During my job search, I was also fortunate to have attended several biotech job fairs in the DC metro area.  At one of these job fairs, there were companies present that had offices/locations in Seattle and I was able to speak directly with hiring managers for these Seattle locations.  These hiring managers were helpful because they told me that the hiring landscape in Seattle was very insular and that the PhD job market was saturated.  Many of the hiring managers mentioned that their companies were only interviewing Seattle-area applicants, and some job postings included that only local residents should apply.  In my cover letters I would emphasize that I was relocating to the area, including a specific time frame for my relocation, and also including a Seattle area mailing address (which the sellers of our house agreed to let me use two months before we closed on our house).
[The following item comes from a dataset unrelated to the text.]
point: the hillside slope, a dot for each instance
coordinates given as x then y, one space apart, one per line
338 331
I found the job posting for Omeros online and sent my cover letter and resume to the email address they provided for the hiring manager. The hiring manger reached out to me after reviewing my materials and invited me for an interview the first week following my relocation.
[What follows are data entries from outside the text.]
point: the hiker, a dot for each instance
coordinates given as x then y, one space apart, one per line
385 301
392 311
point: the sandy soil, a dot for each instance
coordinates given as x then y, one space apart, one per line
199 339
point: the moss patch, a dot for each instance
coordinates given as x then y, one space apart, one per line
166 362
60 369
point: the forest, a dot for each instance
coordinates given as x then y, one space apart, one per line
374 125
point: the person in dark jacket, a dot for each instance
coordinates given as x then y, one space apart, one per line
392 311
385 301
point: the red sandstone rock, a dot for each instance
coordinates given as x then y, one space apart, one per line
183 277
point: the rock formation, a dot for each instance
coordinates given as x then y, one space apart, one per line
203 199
What was your interview like?
I actually had a total of three different interviews.  In my first interview, I met separately with three people, including the supervisor for this position.  All three were interested in my research background, specifically regarding the scientific design and approach for my projects.  They also inquired about my reasons for pursuing a career in biotech and for my relocation to Seattle.  They were extremely interested in my publication record, specifically how involved I was in the writing, submission and review process.  Each interview lasted approximately 30-45 minutes and after meeting with all three people I was asked for a list of references.  After contacting my references, I was invited back for a second interview to give a presentation on my postdoctoral research at the NIH.  I met with all the senior scientific research staff, essentially everyone with a PhD in the company, including the original three people I had met during my first interview.  For my third interview, I was invited to meet directly with the CEO of the company.  Following all three interviews I was then offered the position.
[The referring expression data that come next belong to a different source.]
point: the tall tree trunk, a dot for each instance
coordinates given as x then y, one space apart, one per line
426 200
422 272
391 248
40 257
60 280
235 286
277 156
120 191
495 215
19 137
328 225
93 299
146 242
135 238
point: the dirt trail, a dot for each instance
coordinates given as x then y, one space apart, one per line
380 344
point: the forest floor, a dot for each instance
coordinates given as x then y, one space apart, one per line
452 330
In hindsight, how would you have done your job search differently?
In hindsight I probably wasted a lot of time applying to positions for which I was overqualified.  Because my job search was remote and geographically limited to Seattle, I applied to any scientific job posting in the Seattle area.  However, my experience in biotech has shown me that when a position lists a bachelor’s degree as the education requirement, there is little chance they will a hire someone with a PhD.  I probably could have eliminated about a quarter of the jobs I applied for if I had focused solely on the jobs that required a PhD.

I also would have reached out to more people for informational interviews.  I mistakenly believed that I had to meet with people in person for these informational interviews and rather than expanding my professional network, I relied mostly on prior connections.  In the past couple of years, I have been contacted for information interviews by numerous postdocs, and nearly all of these have been over the phone or email.

Any last bits of advice?
At the PhD level, you are no longer merely hands at the bench anymore. You will eventually play a larger role in making decisions for guiding research down the company pipeline.  Your time at the bench will diminish and you have to be prepared to go from the bench to the boardroom.

For your job search, don’t be afraid to reach out to people.  Most people are willing to share their experiences and to offer help.  It’s up to you to establish those connections.  Lori Conlan always emphasized the importance of networking.  Listen to her and take advantage of OITE and all of their resources!